The pictured drive won't be cheap. The press release says it is for enterprise data centers. It does perform well, however:

https://news.samsung.com/global/sam...ta-centers-in-next-generation-nf1-form-factor

But if that's not enough, Samsung even makes a 16TB drive:

https://gizmodo.com/samsungs-16tb-ssd-is-now-an-actual-thing-people-can-buy-1762536707


----------



## Zoot_Rollo (Jun 21, 2018)

Nathanael Iversen said:


> That is useful! The video editors will like it even more than the composers!

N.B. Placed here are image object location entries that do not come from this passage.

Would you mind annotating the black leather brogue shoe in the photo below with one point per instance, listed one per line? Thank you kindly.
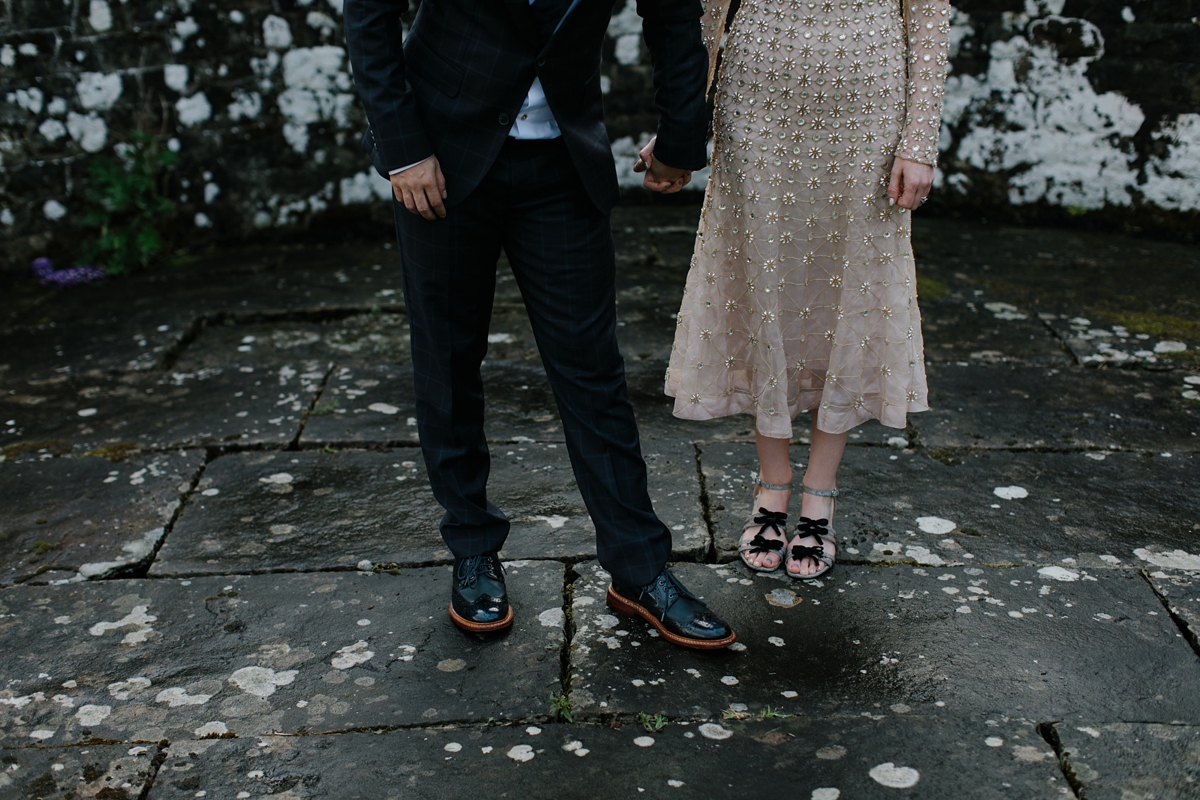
(479, 600)
(678, 615)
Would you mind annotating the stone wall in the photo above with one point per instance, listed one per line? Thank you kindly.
(1056, 109)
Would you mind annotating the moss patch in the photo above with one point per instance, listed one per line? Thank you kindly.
(119, 451)
(931, 290)
(1161, 326)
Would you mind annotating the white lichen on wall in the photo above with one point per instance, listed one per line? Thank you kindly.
(1174, 181)
(193, 110)
(627, 30)
(318, 88)
(97, 90)
(1035, 115)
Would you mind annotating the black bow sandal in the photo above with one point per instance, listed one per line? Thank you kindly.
(820, 530)
(759, 543)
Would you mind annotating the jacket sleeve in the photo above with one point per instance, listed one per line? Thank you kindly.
(375, 38)
(672, 34)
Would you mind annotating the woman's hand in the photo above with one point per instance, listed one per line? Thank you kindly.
(660, 178)
(910, 184)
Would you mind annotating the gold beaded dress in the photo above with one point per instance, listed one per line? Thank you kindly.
(802, 292)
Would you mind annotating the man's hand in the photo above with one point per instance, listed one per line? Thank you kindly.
(660, 178)
(910, 184)
(421, 188)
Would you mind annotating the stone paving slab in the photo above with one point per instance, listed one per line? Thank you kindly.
(317, 511)
(105, 771)
(142, 661)
(1096, 343)
(1006, 405)
(795, 758)
(1180, 590)
(1063, 507)
(87, 518)
(1128, 761)
(123, 342)
(976, 331)
(1045, 644)
(375, 337)
(246, 405)
(364, 402)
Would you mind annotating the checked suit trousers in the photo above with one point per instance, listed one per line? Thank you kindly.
(561, 248)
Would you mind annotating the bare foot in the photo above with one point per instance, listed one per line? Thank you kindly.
(813, 507)
(774, 501)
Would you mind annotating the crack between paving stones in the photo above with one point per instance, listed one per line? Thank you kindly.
(569, 577)
(709, 554)
(568, 561)
(143, 567)
(173, 353)
(1180, 623)
(1062, 343)
(319, 314)
(156, 763)
(1049, 732)
(294, 445)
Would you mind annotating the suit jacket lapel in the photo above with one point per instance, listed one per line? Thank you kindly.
(519, 10)
(575, 4)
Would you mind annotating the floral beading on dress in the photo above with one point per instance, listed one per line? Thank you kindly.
(802, 292)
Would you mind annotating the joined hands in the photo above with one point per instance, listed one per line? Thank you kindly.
(660, 178)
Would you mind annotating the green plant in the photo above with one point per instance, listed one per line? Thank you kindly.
(652, 723)
(130, 205)
(323, 409)
(562, 705)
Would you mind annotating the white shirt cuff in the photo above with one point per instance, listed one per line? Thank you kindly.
(396, 172)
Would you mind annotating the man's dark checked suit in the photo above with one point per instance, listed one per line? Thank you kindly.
(454, 89)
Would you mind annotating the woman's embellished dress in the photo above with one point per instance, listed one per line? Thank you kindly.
(802, 292)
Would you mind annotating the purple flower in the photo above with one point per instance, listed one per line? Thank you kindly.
(64, 278)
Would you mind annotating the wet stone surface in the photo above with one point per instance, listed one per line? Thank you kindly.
(88, 518)
(918, 662)
(364, 402)
(245, 405)
(120, 343)
(859, 757)
(381, 337)
(969, 641)
(106, 771)
(993, 507)
(264, 511)
(142, 661)
(1179, 588)
(976, 331)
(1128, 761)
(1057, 408)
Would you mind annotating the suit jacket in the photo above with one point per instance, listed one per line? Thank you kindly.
(456, 84)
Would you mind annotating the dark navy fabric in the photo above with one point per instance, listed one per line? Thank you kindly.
(456, 84)
(532, 204)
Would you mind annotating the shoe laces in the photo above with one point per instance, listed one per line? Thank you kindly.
(467, 573)
(665, 590)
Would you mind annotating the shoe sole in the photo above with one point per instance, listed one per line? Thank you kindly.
(481, 627)
(630, 608)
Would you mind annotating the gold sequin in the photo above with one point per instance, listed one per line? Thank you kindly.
(815, 98)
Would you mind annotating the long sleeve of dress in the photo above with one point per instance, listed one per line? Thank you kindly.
(929, 44)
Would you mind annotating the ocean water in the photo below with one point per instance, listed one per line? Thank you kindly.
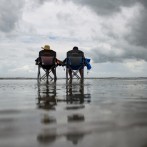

Put a few in RAID and even 10-bit, 4k footage will fit. For samples, this is a LOT of space.
> 
> The pictured drive won't be cheap. The press release says it is for enterprise data centers. It does perform well, however:
> 
> ...



but not m.2 form factor.

which is my flavor du jour.

typically drives the lower capacity drive prices lower - but this is a new ballgame.

time will tell. 

it will be an interesting Q3/Q4, 2018.


----------



## Nathanael Iversen (Jun 21, 2018)

These drive sizes are going into the enterprise data center first. Remember that the Samsung 960Pro drives are consumer drives. They aren't remotely state of the art in an absolute sense. They are state of the art in an "I can afford to buy one on Amazon" sense. Enterprises pay $10k plus for CPU's, drives, etc. Enterprise storage arrays can cost millions of dollars. 

That said, affordable big drives will come. After they milk the enterprise for them. I would guess that not many here can fill 8TB sample drives. I can't. I'm sure Charlie can! Photographers can. Video people easily can.


----------



## fiestared (Jun 22, 2018)

Nathanael Iversen said:


> These drive sizes are going into the enterprise data center first. Remember that the Samsung 960Pro drives are consumer drives. They aren't remotely state of the art in an absolute sense. They are state of the art in an "I can afford to buy one on Amazon" sense. Enterprises pay $10k plus for CPU's, drives, etc. Enterprise storage arrays can cost millions of dollars.
> 
> That said, affordable big drives will come. After they milk the enterprise for them. I would guess that not many here can fill 8TB sample drives. I can't. I'm sure Charlie can! Photographers can. Video people easily can.


I am one of them !


----------



## leon chevalier (Jun 22, 2018)




----------



## Zoot_Rollo (Jun 22, 2018)

fiestared said:


> I am one of them !




me too.


----------